Improving the processing of information provides broad economic value beyond individual organisations. Enhanced information processing improves managerial efficiency and is a primary factor driving productivity gains. Economists have long known that productivity differences between companies are not only a function of labour and capital investments; management and information coordination are two of the greatest contributors to business success.

The importance of reducing the information asymmetry that exists in organisations is further demonstrated through the principles of information economics. There are instances when employees in different departments have partial information, and this partial information often is not effectively shared throughout the company. Visualisation systems consolidate data and improve the ability of the finance, operations, marketing, and logistics teams to communicate with one another to create a more integrated environment for decision-making. Visualisation systems can also assist organisations in reducing coordination failures.

A company's information system can also provide a significant competitive advantage over its competitors' information systems; a company with a superior information system will have the ability to respond more quickly to changes in market conditions and to identify profitable opportunities earlier than its competitors.

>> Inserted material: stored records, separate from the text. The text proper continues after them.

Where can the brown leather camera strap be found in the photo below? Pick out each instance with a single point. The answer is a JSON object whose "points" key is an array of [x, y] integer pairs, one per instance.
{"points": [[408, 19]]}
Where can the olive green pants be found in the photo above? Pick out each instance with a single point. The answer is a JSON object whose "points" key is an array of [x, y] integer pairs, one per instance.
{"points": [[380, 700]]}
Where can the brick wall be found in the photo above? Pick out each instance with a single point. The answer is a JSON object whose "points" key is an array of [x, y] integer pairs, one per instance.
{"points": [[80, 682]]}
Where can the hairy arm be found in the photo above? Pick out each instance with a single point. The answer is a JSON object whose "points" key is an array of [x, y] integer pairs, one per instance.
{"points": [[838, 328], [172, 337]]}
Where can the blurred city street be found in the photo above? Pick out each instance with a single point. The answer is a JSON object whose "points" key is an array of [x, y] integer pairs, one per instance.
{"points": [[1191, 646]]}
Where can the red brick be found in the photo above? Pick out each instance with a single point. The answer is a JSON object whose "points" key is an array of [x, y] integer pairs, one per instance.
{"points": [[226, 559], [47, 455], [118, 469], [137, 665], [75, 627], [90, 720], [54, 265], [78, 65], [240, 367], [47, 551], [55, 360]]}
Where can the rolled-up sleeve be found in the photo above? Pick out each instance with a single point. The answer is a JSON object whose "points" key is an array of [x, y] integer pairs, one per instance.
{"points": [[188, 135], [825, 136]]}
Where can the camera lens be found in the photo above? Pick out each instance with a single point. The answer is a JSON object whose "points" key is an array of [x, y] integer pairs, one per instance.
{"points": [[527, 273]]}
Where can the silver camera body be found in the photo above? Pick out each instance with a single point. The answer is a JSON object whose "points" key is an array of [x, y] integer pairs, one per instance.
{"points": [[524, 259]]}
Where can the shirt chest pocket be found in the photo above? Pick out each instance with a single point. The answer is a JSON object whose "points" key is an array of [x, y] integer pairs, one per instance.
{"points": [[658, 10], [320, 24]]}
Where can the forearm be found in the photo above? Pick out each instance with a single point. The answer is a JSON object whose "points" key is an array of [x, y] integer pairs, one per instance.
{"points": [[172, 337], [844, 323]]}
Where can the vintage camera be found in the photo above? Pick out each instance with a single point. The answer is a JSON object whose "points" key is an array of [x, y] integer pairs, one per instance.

In cases where industry margins are thin or demand is volatile, the ability to quickly analyse and interpret the information contained within the data can also have a significant impact on profitability.

The development of artificial intelligence and the use of predictive analytics continue to intensify these dynamics and behaviours of organisations, as most modern visualisation systems include automated forecasting, anomaly detection and scenario modelling capabilities. Companies are no longer utilising dashboards solely for the purpose of measuring their performance; they are using dashboards to anticipate and assess risks and opportunities.

As businesses become more digitally oriented and interconnected, organisations that are able to effectively process data will have a strategic competitive advantage over their competitors. As more organisations learn how to more effectively translate large amounts of raw data into actionable economic insight, the organisations that do the best job of allocating resources, managing their uncertainty, and adapting to a rapidly changing marketplace should be the best positioned for success.